Bavarian Nordic has licensed a cell line from Valneva to help it manufacture vaccines based on its modified vaccinia Ankara (MVA) vaccine platform currently used on a smallpox shot and a cancer vaccine.
An alternative to the widely used chicken eggs for large-scale production of vaccines, Valneva’s EB66 cell line, derived from duck embryonic stem cells, can be used for the manufacture of 20 different families of viruses, including inactivated viruses, live attenuated viruses and live vectors as vaccine components.
A 2016 research paper published by Elsevier showed that the EB66 cell line is a valuable cell substrate for production of MVA-based vaccine, several candidates of which Bavarian Nordic is developing. The study shows that the cells could propagate MVA viruses efficiently, while preserving viral attenuation and transgene expression for up to 20 serial passages. The cells' rapid growth rate also allows manufacture and purification of a recombinant MVA virus at the clinical production scale (100 L) in just three weeks.
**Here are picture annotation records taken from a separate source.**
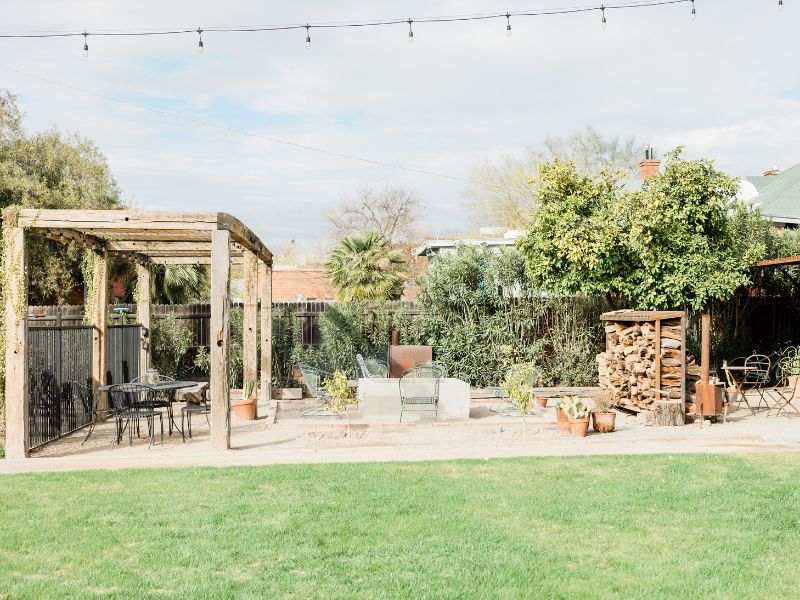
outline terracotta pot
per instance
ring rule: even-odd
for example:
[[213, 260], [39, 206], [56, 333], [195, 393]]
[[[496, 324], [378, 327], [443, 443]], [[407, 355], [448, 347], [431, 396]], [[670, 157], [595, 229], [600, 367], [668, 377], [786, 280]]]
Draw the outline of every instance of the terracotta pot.
[[589, 432], [589, 417], [585, 419], [569, 419], [568, 424], [569, 431], [572, 435], [586, 437], [586, 434]]
[[597, 433], [611, 433], [616, 427], [617, 413], [592, 413], [592, 429]]
[[569, 417], [561, 407], [556, 407], [556, 427], [559, 431], [569, 431]]
[[234, 400], [231, 408], [239, 421], [252, 421], [256, 418], [255, 400]]

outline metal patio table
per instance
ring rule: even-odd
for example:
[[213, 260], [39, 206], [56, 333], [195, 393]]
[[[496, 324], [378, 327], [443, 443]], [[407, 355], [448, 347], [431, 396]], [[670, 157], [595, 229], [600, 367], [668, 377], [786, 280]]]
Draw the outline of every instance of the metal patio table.
[[[167, 405], [167, 422], [169, 424], [169, 435], [172, 435], [172, 427], [173, 427], [173, 425], [175, 426], [175, 429], [177, 431], [180, 431], [181, 434], [183, 433], [181, 428], [178, 427], [178, 423], [175, 421], [175, 415], [174, 415], [174, 412], [172, 410], [172, 404], [175, 402], [175, 392], [177, 392], [178, 390], [185, 390], [187, 388], [195, 387], [196, 385], [198, 385], [198, 383], [200, 383], [200, 382], [198, 382], [198, 381], [159, 381], [158, 383], [141, 383], [140, 382], [137, 385], [141, 385], [143, 387], [146, 387], [146, 388], [152, 390], [153, 392], [164, 392], [164, 393], [166, 393], [167, 403], [168, 403], [168, 405]], [[99, 406], [98, 400], [100, 398], [100, 394], [108, 394], [108, 390], [110, 390], [112, 387], [114, 387], [114, 385], [118, 385], [118, 384], [101, 385], [99, 388], [97, 388], [97, 391], [95, 392], [95, 397], [94, 397], [95, 410], [92, 411], [92, 412], [94, 412], [95, 414], [100, 412], [97, 409], [97, 407]], [[109, 412], [111, 412], [111, 409], [106, 409], [103, 412], [109, 413]], [[89, 436], [92, 435], [92, 431], [94, 431], [94, 419], [92, 419], [92, 422], [89, 425], [89, 433], [86, 434], [86, 438], [83, 440], [84, 444], [86, 443], [86, 440], [89, 439]]]

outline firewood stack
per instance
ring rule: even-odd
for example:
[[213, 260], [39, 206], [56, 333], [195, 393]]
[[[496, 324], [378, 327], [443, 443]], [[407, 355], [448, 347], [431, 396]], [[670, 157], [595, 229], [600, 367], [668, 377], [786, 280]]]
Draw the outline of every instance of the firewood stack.
[[656, 401], [682, 400], [684, 336], [681, 316], [672, 315], [681, 313], [603, 315], [606, 351], [597, 355], [600, 386], [617, 406], [654, 410]]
Bavarian Nordic’s vaccine candidates currently use chicken embryonic fibroblast, and this new licensing deal gives the company the opportunity to switch to Valneva’s technology for production of its MVA-based vaccines. The companies did not disclose financial terms of the deal, but did say it includes upfront payments, milestones and future royalties on sales, and that Valneva will support BN with the manufacturing process.
A pandemic H5N1 influenza vaccine by a partnership between Chemo-Sero Therapeutic Research Institute and GlaxoSmithKline that was approved in Japan in March 2014 was the first human vaccine produced in the EB66 cell line.
Right now, the Lyon, France-based vaccine biotech holds more than 35 licensing agreements with biopharma companies involving application of EB66 in both human and veterinary vaccines.
In a statement, Valneva execs called the partnership with Bavarian Nordic strategically important for the biotech “as it could be the first time that a late stage clinical vaccine development program is transferred to our EB66 cell line and could therefore set a precedent.”
MVA-BN is a further attenuated version of the MVA virus, which is itself an attenuated strain of a poxvirus. The Danish biotech has already used the technology on its smallpox vaccine marketed as Imvamune in Canada and as Imvanex in the EU, and it is currently in a phase 3 study, gunning for an FDA approval.
Other than infectious disease, Bavarian Nordic is also developing a cancer vaccine called CV301 based on the MVA-BN platform. That vaccine is being paired with Opdivo and Tecentriq as cancer combo therapies in early-phase clinical trials.